A un año de gobierno, las perspectivas han cambiado. La participación de la izquierda en el Pacto por México hace agua, las expectativas de crecimiento se han ajustado a la baja, la reforma hacendaria está basada en el déficit y un supuesto redistributivo aún poco transparente. Las condiciones del bono de la alternancia no son las mismas y sin embargo algunos avances se lograron con el consenso inicial de los tres partidos con mayor representación en el Congreso: la reforma en telecomunicaciones, la reforma constitucional en transparencia -que ahora será sometida a la votación de los Congresos locales- y la reforma educativa que sin ser tan ambiciosa como se exigía en algo modificó la relación corporativa con los maestros.

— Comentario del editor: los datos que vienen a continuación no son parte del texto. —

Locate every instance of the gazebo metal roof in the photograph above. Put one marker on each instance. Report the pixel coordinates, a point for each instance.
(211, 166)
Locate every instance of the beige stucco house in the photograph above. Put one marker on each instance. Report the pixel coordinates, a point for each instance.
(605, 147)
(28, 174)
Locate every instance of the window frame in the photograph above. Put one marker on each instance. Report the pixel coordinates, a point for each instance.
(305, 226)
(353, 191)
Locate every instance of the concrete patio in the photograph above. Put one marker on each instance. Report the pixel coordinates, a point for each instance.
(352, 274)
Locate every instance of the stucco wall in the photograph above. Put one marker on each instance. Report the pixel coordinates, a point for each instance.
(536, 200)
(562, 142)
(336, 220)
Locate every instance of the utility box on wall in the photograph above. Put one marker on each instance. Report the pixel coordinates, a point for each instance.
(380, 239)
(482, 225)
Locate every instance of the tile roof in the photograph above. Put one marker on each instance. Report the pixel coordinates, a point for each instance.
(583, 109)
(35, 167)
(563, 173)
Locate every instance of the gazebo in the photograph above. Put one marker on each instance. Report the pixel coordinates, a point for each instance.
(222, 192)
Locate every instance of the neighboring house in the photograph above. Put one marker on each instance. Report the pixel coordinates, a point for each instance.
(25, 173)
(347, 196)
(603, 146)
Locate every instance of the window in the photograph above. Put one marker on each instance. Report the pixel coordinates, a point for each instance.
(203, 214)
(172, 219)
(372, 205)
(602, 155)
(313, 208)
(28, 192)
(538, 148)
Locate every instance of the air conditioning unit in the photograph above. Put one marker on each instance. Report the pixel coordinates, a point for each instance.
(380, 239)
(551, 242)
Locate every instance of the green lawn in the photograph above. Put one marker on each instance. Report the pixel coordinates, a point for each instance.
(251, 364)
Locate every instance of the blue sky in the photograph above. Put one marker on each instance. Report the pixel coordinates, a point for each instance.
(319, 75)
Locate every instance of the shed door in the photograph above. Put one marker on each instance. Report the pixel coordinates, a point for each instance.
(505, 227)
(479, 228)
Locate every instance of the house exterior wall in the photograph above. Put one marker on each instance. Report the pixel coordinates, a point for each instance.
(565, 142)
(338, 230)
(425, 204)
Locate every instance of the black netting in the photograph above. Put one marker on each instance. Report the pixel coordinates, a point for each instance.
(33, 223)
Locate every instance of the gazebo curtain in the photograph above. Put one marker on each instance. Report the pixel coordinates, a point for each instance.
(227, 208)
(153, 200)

En la ruta de las reformas pendientes, se anuncian dos que podrían concretarse sin los consensos tripartitas: la energética y la político-electoral. Esta última, políticamente condicionada a la primera, aborda algunos aspectos que sin resolver el problema de fondo, podrían abonar a la generación de un sistema de rendición de cuentas. Para ello se requiere integrar las piezas faltantes del sistema, algunas de las cuales no están esbozadas. Estos son: la reelección legislativa consecutiva hasta por 12 años (el voto como mecanismo de evaluación de la gestión pública por parte de la ciudadanía) y la reelección de ayuntamientos. Esto bajo el supuesto de que habría una mayor fiscalización de los recursos de los partidos políticos y mayor información oportuna y de calidad a la ciudadanía para evitar mayor inversión en el clientelismo electoral. También se menciona la autonomía constitucional del órgano encargado de la evaluación de la política social del País: el CONEVAL. Su composición sería formada a propuesta de los centros universitarios y no a propuesta del Presidente de la República. Por otro lado, se propone la transición del Ministerio Público a un órgano público autónomo el cual sería presidido por un Fiscal General de la República. La designación de éste estaría a cargo del Senado y no del Presidente de la República. Esta Fiscalía tendría además bajo su mando una Fiscalía especializada en materia de delitos electorales y otra de combate a la corrupción que serían removidos y nombrados por el Fiscal General. Todos estos cambios pueden ir en la dirección correcta si se adicionan y vinculan a otros que garanticen: un sistema de responsabilidades  por parte de los funcionarios públicos con un sistema profesional de carrera perfeccionado, un sistema de monitoreo y evaluación nacional vinculado al sistema nacional de fiscalización y un sistema nacional de información y archivos que garanticen a la ciudadanía el acceso a datos relevantes, accesibles, confiables y consistentes que permitan conocer tanto el estado que guarda la administración y el gasto público como el por qué de la toma de ciertas decisiones. Si estos cambios se concretan o si al menos se establece la ruta para que se logren el “Mexican moment” podría trascender la coyuntura de la legitimidad política para aterrizar en cambios de fondo exigidos y necesitados por México.